Minister of Tourism, Industry and Commerce, Oneidge Walrond says she sits in the National Assembly as a “legal representative.” The Minister’s statement comes on the heels of an application filed in the High Court by the main Opposition to have her removed from the National Assembly.
Minister Walrond, responding to questions on the side-lines of an event at the Guyana Marriott Hotel on Friday, rebuffed the Opposition’s attacks. The Minister maintains that she has done nothing illegal and will deal with the matter in the court.
“The attempt to besmirch my character has not gone unnoticed by the public. I am convinced that I have full legal rights to sit in the National Assembly and that I have done nothing illegal and I continue to sit in the National Assembly as a legal representative,” she said.
The Opposition is arguing that when Minister Walrond took the Oath of Office and attended the National Assembly on September 1, she was still a citizen of the United States. However, the Minister said that argument is baseless.
“My position has been the act of renunciation is a unilateral act that when a citizen has done the legal standard, when a citizen has done all that is within her power to renounce, which is what I did on (August) 18, paying a substantial amount of fees which is over $500,000 on August 27, I did all of this before I swore in… The fact that I received my certificate two days after swearing in, in my opinion, cannot support the argument that I was there illegally,” Minister Walrond explained.

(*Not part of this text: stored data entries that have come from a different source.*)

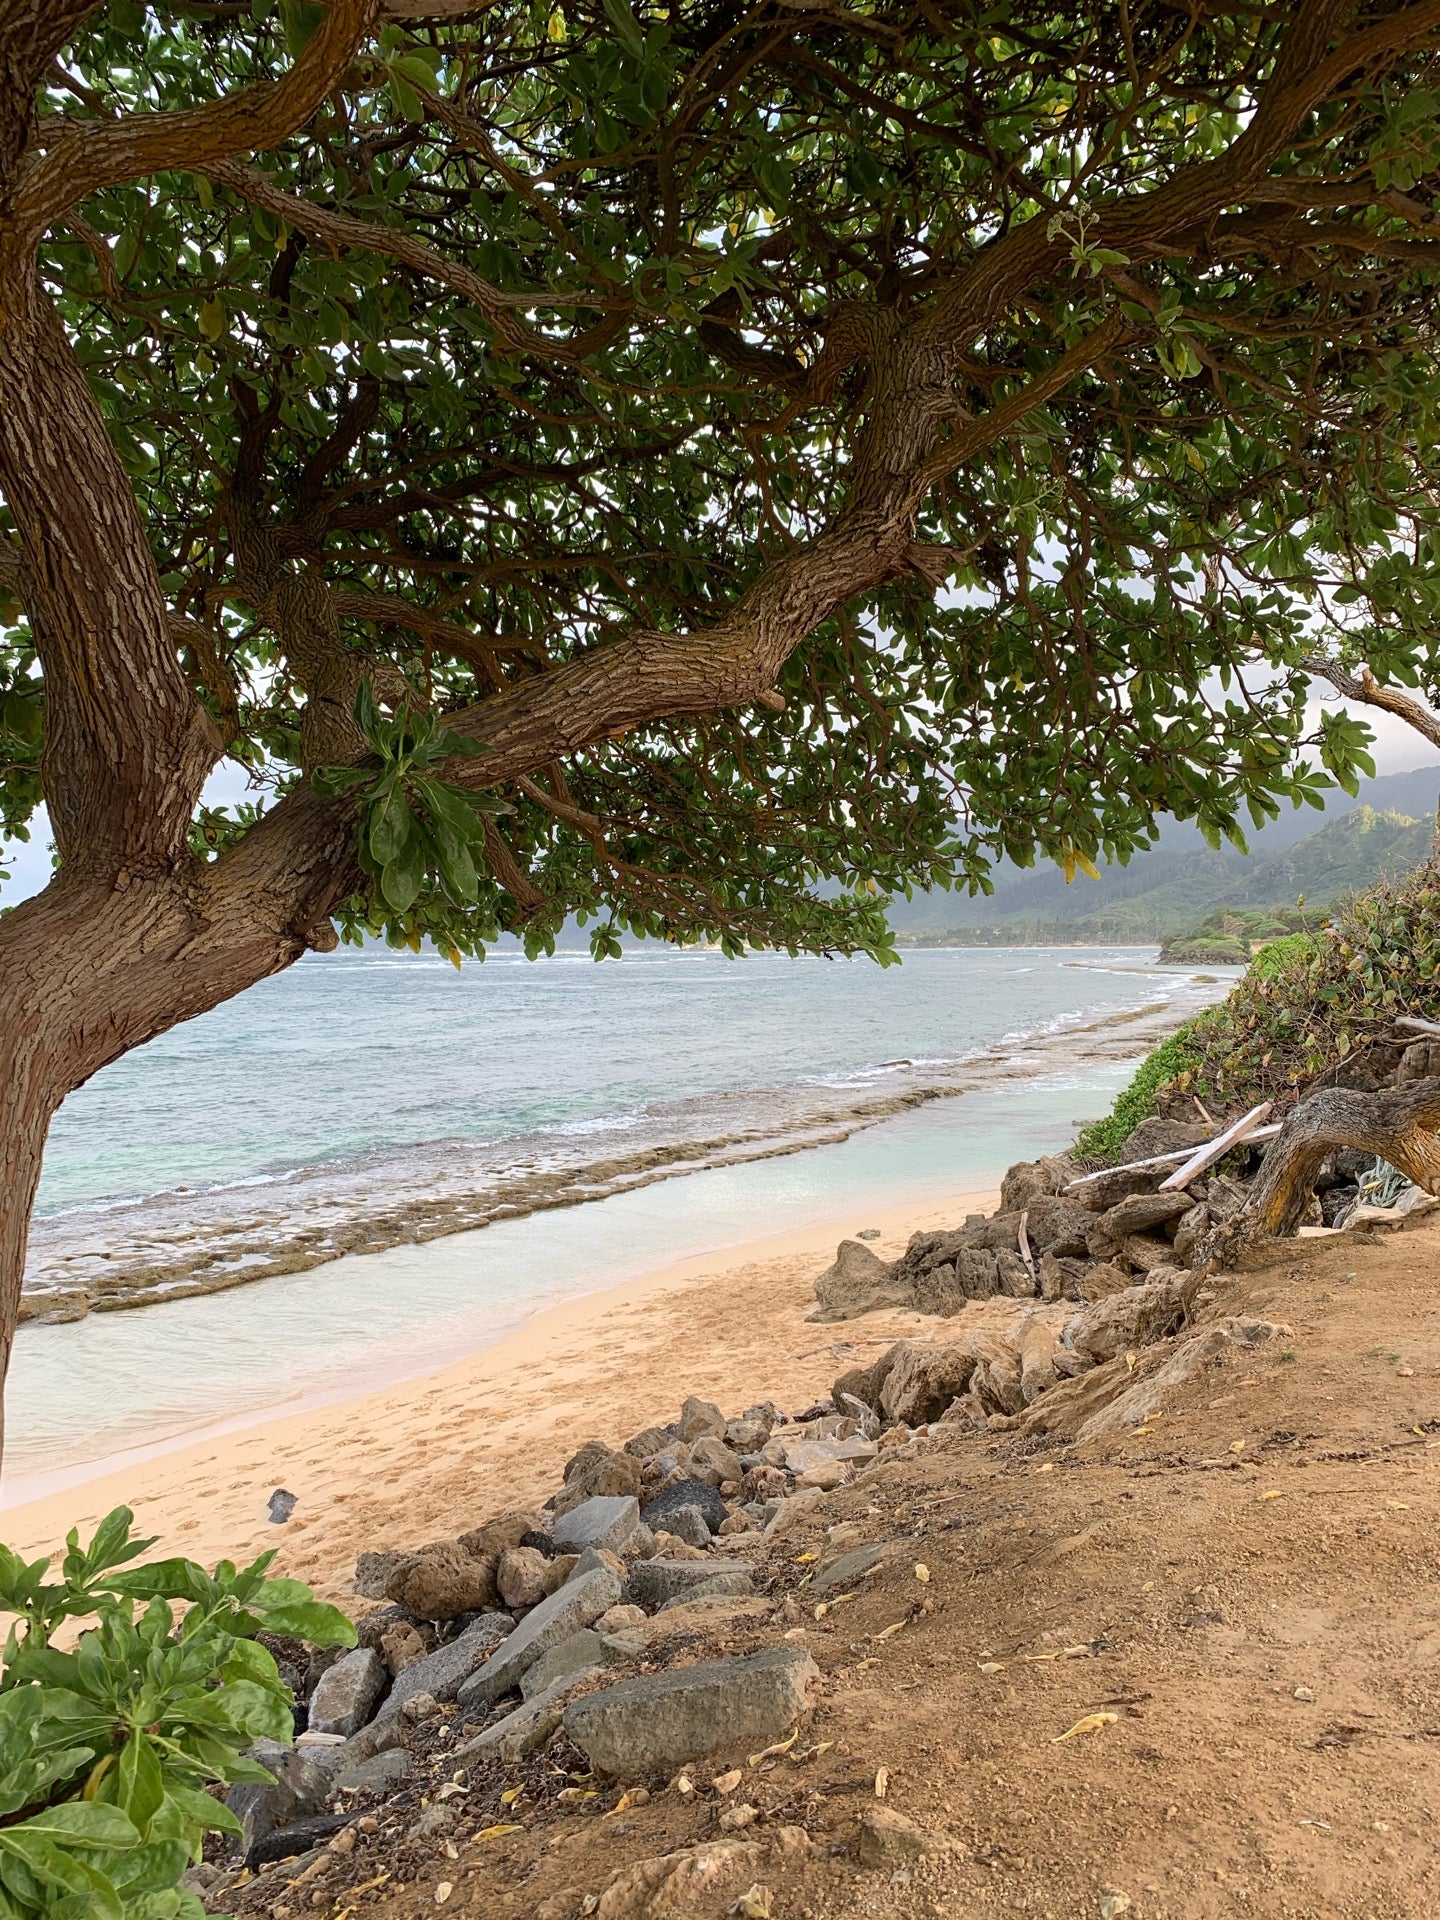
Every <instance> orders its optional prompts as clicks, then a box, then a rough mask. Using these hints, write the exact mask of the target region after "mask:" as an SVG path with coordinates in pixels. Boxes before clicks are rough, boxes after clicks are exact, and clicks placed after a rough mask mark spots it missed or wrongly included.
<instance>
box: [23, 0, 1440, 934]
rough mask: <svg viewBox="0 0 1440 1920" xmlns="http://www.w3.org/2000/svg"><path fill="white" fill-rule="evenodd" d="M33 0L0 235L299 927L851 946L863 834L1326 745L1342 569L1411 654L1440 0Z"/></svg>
mask: <svg viewBox="0 0 1440 1920" xmlns="http://www.w3.org/2000/svg"><path fill="white" fill-rule="evenodd" d="M31 12H33V8H31V6H25V4H19V0H8V4H4V6H0V48H2V46H4V36H6V35H12V50H10V52H12V71H13V67H15V61H17V60H19V56H21V54H23V52H25V46H27V44H29V42H25V44H21V42H23V29H25V19H27V17H29V15H31ZM61 15H65V19H61ZM36 17H38V19H40V25H38V27H35V29H33V33H35V35H38V36H40V38H48V42H50V44H48V46H42V48H40V52H42V54H44V56H46V58H44V60H40V58H38V56H36V58H35V60H33V67H35V73H33V81H35V86H33V104H35V117H33V119H31V115H29V104H27V102H25V100H23V102H19V104H15V102H12V106H10V109H8V111H10V115H12V121H13V119H15V115H19V117H21V121H23V125H12V127H8V129H6V134H8V138H10V152H12V159H13V165H12V186H10V190H8V194H10V198H8V209H10V211H8V221H10V238H8V242H6V248H4V253H6V255H8V261H10V271H12V273H15V271H19V265H17V261H19V259H21V253H23V250H25V248H27V246H29V248H38V275H40V284H42V290H44V294H48V296H50V298H52V300H54V307H56V311H58V315H60V321H61V324H63V332H65V336H67V340H69V342H71V344H73V351H75V355H77V359H79V363H81V367H83V371H84V384H86V388H88V392H90V394H92V396H94V401H96V405H98V409H100V415H102V417H104V428H106V434H108V440H109V444H111V447H113V451H115V457H117V459H119V463H121V465H123V470H125V476H127V478H129V484H131V488H132V492H134V499H136V503H138V515H140V524H142V530H144V540H146V545H148V553H150V555H154V566H156V572H157V591H159V599H161V601H163V609H165V614H163V618H165V630H167V636H169V647H171V651H173V655H175V657H177V659H179V662H180V666H182V674H184V684H186V689H188V695H190V697H194V699H196V701H198V703H200V705H202V707H204V710H205V714H207V718H209V722H213V732H211V733H209V749H207V751H209V758H211V762H213V758H217V756H219V753H221V749H223V751H225V753H227V755H230V756H232V758H234V760H240V762H242V764H244V766H248V768H250V770H252V774H253V781H255V804H253V806H252V808H240V810H228V812H217V810H213V808H204V806H198V804H196V795H194V793H192V795H190V801H188V808H186V810H188V818H186V822H184V828H186V841H188V849H190V856H196V858H200V860H207V862H213V866H217V868H223V866H225V862H227V860H230V862H232V864H238V862H240V858H250V860H252V866H253V874H255V876H261V874H263V860H267V858H271V856H273V854H275V856H276V858H278V854H276V849H280V847H284V849H286V854H284V862H290V864H294V854H296V849H298V847H301V845H305V847H309V845H311V843H319V841H323V843H324V847H326V849H328V851H326V856H324V862H328V866H326V876H328V877H326V879H324V883H317V881H315V862H311V864H307V874H309V881H307V885H309V887H311V893H313V895H315V899H313V902H309V900H307V904H305V914H311V918H313V922H315V924H317V925H319V924H321V922H323V920H324V918H328V916H334V918H338V922H340V924H342V927H344V929H349V931H359V929H365V927H371V929H380V927H384V929H386V931H388V933H390V935H392V937H394V939H411V941H415V939H419V937H422V935H426V933H430V935H434V937H436V941H438V943H440V945H442V948H445V950H451V952H455V954H459V952H476V950H484V945H486V943H488V941H493V939H495V935H497V933H499V929H503V927H515V929H520V931H524V935H526V941H528V943H530V947H532V948H541V947H545V945H547V943H549V941H551V939H553V935H555V931H557V927H559V925H561V922H563V918H564V916H566V914H570V912H576V910H578V912H582V914H586V916H589V918H593V922H595V943H597V950H609V948H611V947H612V943H614V939H616V933H618V931H622V929H634V931H641V933H659V935H668V937H701V935H708V937H716V939H720V941H724V943H728V945H730V947H741V945H745V943H778V945H789V947H822V948H868V950H872V952H879V954H883V952H885V950H887V933H885V927H883V916H881V908H879V906H877V904H876V902H877V899H879V897H883V893H887V891H893V889H900V887H908V885H914V883H920V885H933V883H941V885H947V883H983V874H985V868H987V862H989V860H993V858H995V854H996V852H1004V854H1008V856H1012V858H1016V860H1031V858H1035V856H1037V854H1039V856H1050V858H1058V860H1062V862H1064V864H1066V866H1068V870H1073V868H1075V866H1077V864H1079V866H1085V864H1089V862H1092V860H1098V858H1100V856H1121V858H1123V856H1125V854H1127V852H1129V851H1131V849H1135V847H1139V845H1144V843H1146V839H1148V835H1150V829H1152V822H1154V816H1156V812H1158V810H1171V812H1177V814H1181V816H1190V818H1196V820H1198V822H1200V826H1202V828H1204V829H1206V831H1208V833H1212V835H1221V833H1231V835H1235V833H1238V831H1242V828H1244V822H1246V820H1248V818H1252V820H1260V818H1265V816H1267V814H1271V812H1273V810H1275V808H1277V806H1279V804H1281V803H1284V801H1292V799H1313V797H1315V795H1317V791H1319V787H1321V785H1323V783H1325V778H1327V776H1332V778H1338V780H1344V781H1348V780H1352V778H1354V774H1356V772H1357V770H1363V768H1365V755H1363V747H1365V733H1363V730H1361V728H1359V726H1357V724H1356V722H1354V720H1350V718H1348V716H1346V714H1344V712H1329V714H1327V716H1325V720H1323V724H1321V730H1319V733H1317V735H1315V737H1313V741H1309V743H1308V741H1306V737H1304V732H1306V718H1304V710H1306V708H1304V701H1306V676H1304V672H1302V670H1300V662H1302V660H1304V657H1306V653H1308V651H1311V649H1313V643H1315V630H1317V620H1319V622H1321V624H1323V622H1325V620H1327V618H1338V620H1340V622H1342V624H1344V622H1346V618H1352V620H1354V614H1346V612H1344V611H1338V609H1336V607H1334V599H1336V595H1338V599H1340V603H1342V605H1344V603H1359V605H1361V607H1369V605H1371V603H1373V601H1382V609H1380V612H1382V618H1380V612H1377V616H1375V618H1377V632H1379V628H1380V624H1382V626H1384V649H1386V653H1384V662H1386V664H1388V666H1390V668H1394V666H1396V662H1400V666H1402V668H1405V670H1411V672H1417V670H1419V664H1421V662H1423V660H1425V659H1428V655H1430V645H1432V643H1430V632H1432V628H1434V601H1436V595H1440V582H1438V580H1436V570H1434V540H1436V528H1434V516H1436V474H1434V422H1432V409H1434V392H1436V371H1434V305H1436V300H1434V292H1436V265H1440V242H1438V240H1436V230H1434V215H1432V202H1434V186H1436V171H1438V167H1440V152H1438V148H1436V142H1440V94H1436V90H1434V88H1436V65H1438V61H1436V54H1438V50H1440V6H1428V4H1411V6H1386V4H1342V0H1315V4H1294V6H1277V8H1231V6H1192V4H1183V6H1181V4H1169V0H1133V4H1081V6H1077V8H1066V10H1062V8H1054V6H1048V4H1041V0H1020V4H1008V6H979V4H948V6H939V8H937V6H933V4H931V0H899V4H895V6H891V4H870V6H854V8H851V6H843V4H831V0H816V4H808V0H806V4H801V0H760V4H756V6H749V8H741V6H726V4H714V6H674V8H660V6H651V4H643V0H641V4H639V6H632V0H553V4H551V0H495V4H488V6H468V4H459V0H430V6H426V8H420V4H419V0H417V6H415V10H411V8H405V6H401V4H399V0H386V6H376V4H374V0H330V4H328V6H307V4H301V0H253V4H250V0H246V4H232V0H169V4H156V6H142V4H138V0H111V4H108V6H86V4H79V0H71V4H65V6H56V8H46V10H40V15H36ZM8 21H10V23H8ZM15 48H19V54H17V52H15ZM48 56H54V58H48ZM21 63H23V61H21ZM31 445H33V444H31ZM15 457H19V449H15ZM2 482H4V492H6V501H8V507H10V515H12V516H13V524H15V530H17V534H19V538H17V540H15V538H12V541H10V547H8V549H6V557H4V561H0V574H2V578H4V582H6V588H8V605H6V612H8V616H10V620H12V622H13V624H12V626H10V628H8V634H6V639H4V645H2V651H0V676H2V685H4V691H2V695H0V699H2V701H4V705H2V707H0V724H2V726H4V733H2V735H0V741H2V747H4V774H2V776H0V780H2V789H0V791H2V793H4V826H6V829H10V831H17V829H23V826H25V822H27V818H29V816H31V812H33V808H35V806H36V804H38V801H40V799H42V793H44V791H46V789H50V803H52V804H50V812H52V824H54V828H56V837H58V847H60V858H61V870H63V864H67V862H77V860H81V858H88V856H90V852H92V851H94V831H92V829H88V828H84V826H81V820H83V818H84V808H83V806H79V803H75V801H67V795H65V785H67V778H84V780H92V774H81V772H77V770H75V768H73V770H71V776H67V772H65V766H63V762H65V756H67V753H69V751H71V747H75V745H77V733H83V732H84V728H73V726H67V724H65V722H63V716H60V714H58V712H56V701H58V687H60V682H61V678H65V676H69V685H65V687H63V689H60V697H69V691H71V687H73V678H75V674H73V670H67V668H65V666H61V664H60V662H56V660H52V659H48V657H46V636H44V628H46V622H48V624H50V626H61V624H63V622H65V618H75V616H73V612H69V614H67V612H65V609H61V607H58V605H46V591H44V589H46V580H44V574H46V570H48V566H50V563H48V561H44V559H42V557H40V547H42V545H44V538H46V536H44V534H42V532H35V530H33V528H31V526H29V524H27V520H29V518H33V501H29V499H23V497H19V495H21V493H23V492H25V490H23V488H21V486H17V482H15V459H12V461H10V470H8V472H4V476H2ZM79 505H81V507H84V501H81V503H79ZM36 589H38V591H36ZM1256 659H1261V660H1263V662H1265V664H1267V668H1269V672H1267V674H1263V676H1260V678H1258V676H1254V674H1250V676H1248V678H1240V668H1242V666H1244V664H1246V662H1254V660H1256ZM175 699H179V695H177V697H175ZM173 705H175V701H173ZM86 724H90V722H86ZM96 724H98V726H102V728H104V726H106V720H104V718H102V720H100V722H96ZM175 724H177V720H175V712H167V710H165V707H163V703H161V707H157V708H156V710H154V712H152V716H150V718H148V720H146V722H144V726H146V728H154V730H163V728H165V726H175ZM77 766H79V760H77ZM336 768H353V770H355V772H353V774H349V776H346V774H336V772H334V770H336ZM309 776H319V780H313V778H309ZM108 778H115V780H121V781H125V778H127V776H125V774H119V772H117V774H113V776H108ZM317 787H319V793H317ZM482 789H484V791H486V793H488V795H490V799H488V801H486V803H484V804H480V806H476V804H474V799H472V797H467V795H476V793H480V791H482ZM357 804H359V812H361V833H359V841H355V837H353V822H355V810H357ZM261 814H265V818H263V820H261V818H259V816H261ZM321 822H324V824H321ZM336 822H342V826H336ZM246 843H250V847H252V851H250V854H248V856H244V854H242V849H244V847H246ZM357 849H359V852H357ZM182 856H184V854H180V851H179V849H177V847H171V849H169V852H165V854H163V856H161V858H169V860H171V862H173V860H175V858H182ZM113 858H115V860H119V858H121V856H119V854H115V856H113ZM125 858H127V860H129V864H131V866H138V864H142V862H144V858H146V854H144V852H132V854H127V856H125ZM284 862H282V864H284ZM324 862H321V864H324ZM286 870H288V868H286ZM826 881H829V883H831V885H824V883H826ZM321 937H323V933H321Z"/></svg>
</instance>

The Minister, who is also an attorney, reiterated that the law states that “the citizen ought to have done all that was in her power to renounce, which is what I did by indicating to the Counsellor on August 18. I was informed that there was an administrative procedure that I had to follow in order to receive my certificate, which is what I received on the September 4.”
Clerk of the National Assembly, Mr. Sherlock Isaacs earlier this month said Minister Walrond lost her US Citizenship upon taking the Oath of Renunciation.